Capstone Project
In this session you will work in pairs to explore a dataset using the skills you’ve learned in this series.
Workshop date: 2018-05-06
Author: Jon Pipitone, 2018
Learning objectives
- Practice using your skills of:
- Data organization and formulas in spreadsheets
- Cleaning up messy data and exploring using OpenRefine
- Data Wrangling and Visualisation in R
Tasks
In this session we’ll use a dataset of expenses from Yannay: Expenses-Budget2.xlsx
-
Download it the data (perhaps using
download.file()?) -
Get a feel for the data by opening it as a spreadsheet or using OpenRefine
-
Come up with a few specific questions you have of the data, and decide how you will go about answering them using Spreadsheets/OpenRefine/R
Consider the following
- Do you need edit the spreadsheet at all before you use it in OpenRefine? Why? That is, does this spreadsheet follow the best practices we discussed?

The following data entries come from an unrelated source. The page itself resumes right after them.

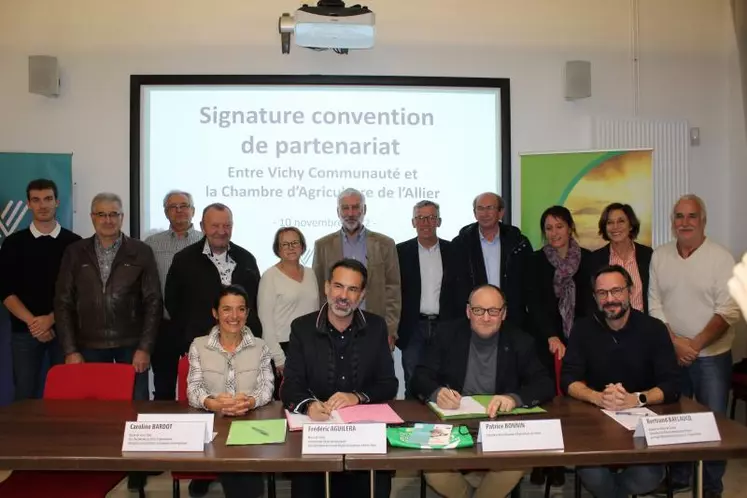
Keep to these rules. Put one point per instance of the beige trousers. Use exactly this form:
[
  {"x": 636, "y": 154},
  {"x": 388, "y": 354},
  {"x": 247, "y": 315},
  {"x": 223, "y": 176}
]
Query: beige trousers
[{"x": 486, "y": 484}]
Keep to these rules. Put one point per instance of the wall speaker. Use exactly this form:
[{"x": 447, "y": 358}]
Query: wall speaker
[
  {"x": 44, "y": 75},
  {"x": 577, "y": 80}
]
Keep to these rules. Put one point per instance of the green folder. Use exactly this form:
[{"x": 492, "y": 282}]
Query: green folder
[
  {"x": 484, "y": 401},
  {"x": 244, "y": 432}
]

- How do you know whether an entry is an expense or income?
- Look at the columns for specifying the date… Will you need to make any
changes? (ps. dates are complex. The
lubridatepackage is great for managing dates in R)
Some questions to get you started
- How much does Yannay spend per month?
- Has that changed over the years?
- What does he spend the most on every month beside tuition and rent?
- How well can you predict his monthly spending on eating out based on everything else you know?